El 28 de febrero se celebra en el mundo el Día de las Enfermedades Raras. O Poco Frecuentes. Es una fecha que guardo con marcada reverencia y consideración. En principio, porque es uno de los caminos para hacerlas visibles, para generar conciencia, que a su vez ayuda a investigar y a diagnosticar. Sabiendo que todo diagnóstico puede salvar vidas. Y en segundo lugar, porque desde el Senado de la Nación hemos realizado un minucioso camino para sancionar en 2011 la ley 26.689 que promueve el Cuidado integral de la Salud de las Personas con Enfermedades poco Frecuentes. Y el apoyo a sus familias.
Hasta el año 2009, la situación para las personas con Enfermedades Poco Frecuentes (EPF) en Argentina no representaba solo un desafío médico, sino que era sencillamente una forma cruda de exclusión. Era un contexto donde la rareza de un diagnósticoy la falta de prevalencia estadística, se traducía en una falta de ciudadanía. O más claro, se convertían en “ciudadanos de segunda o de tercera”. Y a la vez, esa falta de visibilidad epidemiológica determinaba que los pacientes fueran sistemáticamente expulsados hacia la soledad de su enfermedad.
Esta gente no sólo que era “forzada” a habitar en una zona de olvido, sino que también se veía obligada a desarrollar una odisea de escritorios y guardapolvos de la que regresaba en peores condiciones de las iniciales. Porque se sometían a un peregrinaje de años de incertidumbre donde el sistema, por acción u omisión, les negaba una identidad clínica y un amparo legal. Ese fracaso no era meramente técnico; era una falla institucional que despojaba a quienes no encajaban en la norma estadística, y los condenaba a una lucha solitaria contra la burocracia, las prestadoras de salud o la indiferencia total. La soledad del paciente siempre dolerá tanto como la enfermedad.
Solo entidades solidarias y las familias organizadas cargaban sobre sus hombros esta lucha en el más caro de los silencios. Un silencio donde en lugar de un tratamiento a veces sólo se conseguía un gesto de lástima.
Luego de trazar distintas estrategias y arquitecturas, con trabajo dentro de la estructura senatorial y mucho más entre la sociedad civil y las instituciones que históricamente encarnaron esta batalla –por ejemplo la Federación Argentina de Enfermedades Poco Frecuentes y otras Fundaciones- , la ley 26.689, fue sancionada por el Congreso de la Nación el 29 de Junio de 2011, promulgada el 29 de Julio y Publicada en el Boletín Oficial el 3 de Agosto de 2011 de ese mismo año. Sin embargo, debimos plantar otra estrategia más hasta conseguir su reglamentación para su vigencia.
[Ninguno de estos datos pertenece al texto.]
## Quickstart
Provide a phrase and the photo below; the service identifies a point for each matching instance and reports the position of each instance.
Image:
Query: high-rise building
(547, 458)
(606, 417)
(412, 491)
La que obtuvimos, luego de planteos como el de junio de 2014, recién a través El Decreto 794/2015.
Por lo tanto, yo creo que la ruptura de ese tremendo ciclo de exclusión en Argentina, no sólo se debió a la labor legislativa, que es ineludible y esencial. También fue clave la lucha de miles de padres, madres, padres y familias del corazón que ponen el corazón de sus hijos en el centro del debate. Y yo no resigno oportunidad para agradecer este aporte. Una contribución que trasciende las ideologías y se instala como un imperativo ético. La simple lógica del amor nos puede ayudar a entender aquella ley sancionada. Y por qué no, conquistada.
Obviamente que la falta de Reglamentación puso a millones de personas en un limbo entre 2011 y 2015, fecha en la que logramos su reglamentación. Pero fue una conquista para el 8 por ciento de los argentinos –como los afirman los datos oficiales. Y si tenemos en cuenta que gran porcentaje de que estas enfermedades son hereditarias, que las patologías y su gravedad se manifiesta durante la niñez, debemos estar muy atentos en esa lucha.
No quiero abrumarlos con datos en esta carta, pero he trasladado estas datos al escrito porque el objetivo será siempre aprovechar esta fecha para concientizar sobre la cuestión y que debemos trabajar sobre las infancias. Sin movernos de esa convicción.